For the last few weeks, my life came into an uncanny intersection with words, in a way that Blanchot would have smiled and said: “Now, that is what I am talking about!”
As I was writing my first drafts of Moon Chiron aspects, I became pregnant.
Chiron has been transiting my Descendant (where we meet “the other”), hence my natural attraction towards the theme. I have been writing draft after draft for the past couple of years, trying to bring this project to a concrete conclusion. Yet, as is expected, “concreteness” and “conclusion” has not happened in the presence of this god. The best I have achieved so far is editing, organizing and purifying some of my scattered writings in order to gradually release them in the form of digestible articles through my weblog (i.e. right here).
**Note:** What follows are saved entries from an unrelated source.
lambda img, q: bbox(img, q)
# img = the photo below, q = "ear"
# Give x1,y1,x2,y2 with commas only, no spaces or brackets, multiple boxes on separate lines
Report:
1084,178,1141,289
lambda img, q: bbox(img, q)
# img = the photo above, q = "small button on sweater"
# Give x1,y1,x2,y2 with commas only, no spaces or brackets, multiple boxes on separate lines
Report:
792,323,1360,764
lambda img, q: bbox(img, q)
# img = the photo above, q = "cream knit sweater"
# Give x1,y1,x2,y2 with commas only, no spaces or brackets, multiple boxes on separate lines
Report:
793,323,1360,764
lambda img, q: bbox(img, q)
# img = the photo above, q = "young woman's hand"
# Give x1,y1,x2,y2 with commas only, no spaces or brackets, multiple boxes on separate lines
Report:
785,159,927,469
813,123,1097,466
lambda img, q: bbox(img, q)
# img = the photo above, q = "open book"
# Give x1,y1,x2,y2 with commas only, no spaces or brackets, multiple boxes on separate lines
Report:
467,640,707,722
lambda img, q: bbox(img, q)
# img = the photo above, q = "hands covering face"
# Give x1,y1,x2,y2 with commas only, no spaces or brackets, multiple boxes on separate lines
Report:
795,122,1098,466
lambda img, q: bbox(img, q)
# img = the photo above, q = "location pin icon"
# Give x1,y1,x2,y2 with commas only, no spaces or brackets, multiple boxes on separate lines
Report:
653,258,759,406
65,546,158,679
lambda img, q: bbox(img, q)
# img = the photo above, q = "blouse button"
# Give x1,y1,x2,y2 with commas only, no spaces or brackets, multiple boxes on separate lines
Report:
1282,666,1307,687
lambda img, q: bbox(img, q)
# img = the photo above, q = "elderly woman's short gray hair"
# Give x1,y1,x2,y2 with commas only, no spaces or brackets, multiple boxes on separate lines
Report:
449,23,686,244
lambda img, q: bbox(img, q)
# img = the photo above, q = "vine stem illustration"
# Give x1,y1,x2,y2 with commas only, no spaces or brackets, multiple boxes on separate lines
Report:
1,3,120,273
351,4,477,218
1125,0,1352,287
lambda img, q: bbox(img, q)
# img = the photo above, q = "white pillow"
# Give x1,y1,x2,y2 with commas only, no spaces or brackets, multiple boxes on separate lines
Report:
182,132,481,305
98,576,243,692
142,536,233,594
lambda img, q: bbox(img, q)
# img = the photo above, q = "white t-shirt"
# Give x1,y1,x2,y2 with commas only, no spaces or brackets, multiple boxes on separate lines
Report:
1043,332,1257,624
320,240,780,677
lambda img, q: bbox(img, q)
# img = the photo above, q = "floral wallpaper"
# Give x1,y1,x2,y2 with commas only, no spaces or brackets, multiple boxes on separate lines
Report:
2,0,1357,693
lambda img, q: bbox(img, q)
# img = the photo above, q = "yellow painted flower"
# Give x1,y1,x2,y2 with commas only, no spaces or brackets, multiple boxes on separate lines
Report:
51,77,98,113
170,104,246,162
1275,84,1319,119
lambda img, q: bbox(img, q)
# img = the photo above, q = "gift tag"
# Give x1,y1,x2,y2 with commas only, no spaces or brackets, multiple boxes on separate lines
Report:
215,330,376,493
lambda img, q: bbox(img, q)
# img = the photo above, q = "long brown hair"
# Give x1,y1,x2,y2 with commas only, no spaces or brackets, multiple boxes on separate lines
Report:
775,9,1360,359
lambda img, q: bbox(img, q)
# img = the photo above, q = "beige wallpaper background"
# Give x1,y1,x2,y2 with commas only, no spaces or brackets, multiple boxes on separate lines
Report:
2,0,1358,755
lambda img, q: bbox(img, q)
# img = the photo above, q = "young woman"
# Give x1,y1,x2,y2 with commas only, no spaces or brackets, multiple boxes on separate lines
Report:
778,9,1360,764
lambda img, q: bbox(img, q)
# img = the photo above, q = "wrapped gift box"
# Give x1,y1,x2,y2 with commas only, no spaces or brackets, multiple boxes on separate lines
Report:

Nine weeks after the lunar event of my pregnancy, as I was expanding my drafts on Moon Chiron in between all the tests and doctor visits, a miscarriage took place.
The god had presented himself in flesh, opening a literal wound in me, thus teaching by example.
And the grief, as consuming as it was, had an unmistakable aesthetic quality about it: it was noble grief, grief witnessed by gods, humbling and riveting. As the loss had happened in sync with the cosmos, it was not a meaningless loss. I could read it not only in the words I had written on paper, but also live it with my flesh, opening and bleeding in the presence of the god of wounds and wisdom.
When I opened my eyes the day after, this came to me:
The Chironic wound, the wound which is a site of possibilities, is life itself.
Life begins with a wound, the wound formed in the womb of the mother as the embryo burrows himself into the walls of the uterus. This wound is open and thus full of potential: it keeps changing and growing, exhausting all the possibilities presented to it, wholesome, yet fragile.
Birth is a wound, and death is the closure of this wound, the healing. In the space between the two, we learn to stand in awe, much like the audience of a Greek tragedy whose hearts would be ripped out of their chests by the calamities befalling the protagonist as their ears would be sweetly caressed by the sublime beauty of the words spoken by him.
Chiron is the teacher who teaches not by words, but by flesh, not with noise, but with silence.
May our Chironic wounds stay open to keep us connected to life and not just its name.
May our Chironic wounds serve the quest of our ever-seeking soul, no matter how.
May our Chironic wounds become what is remembered best in our absence.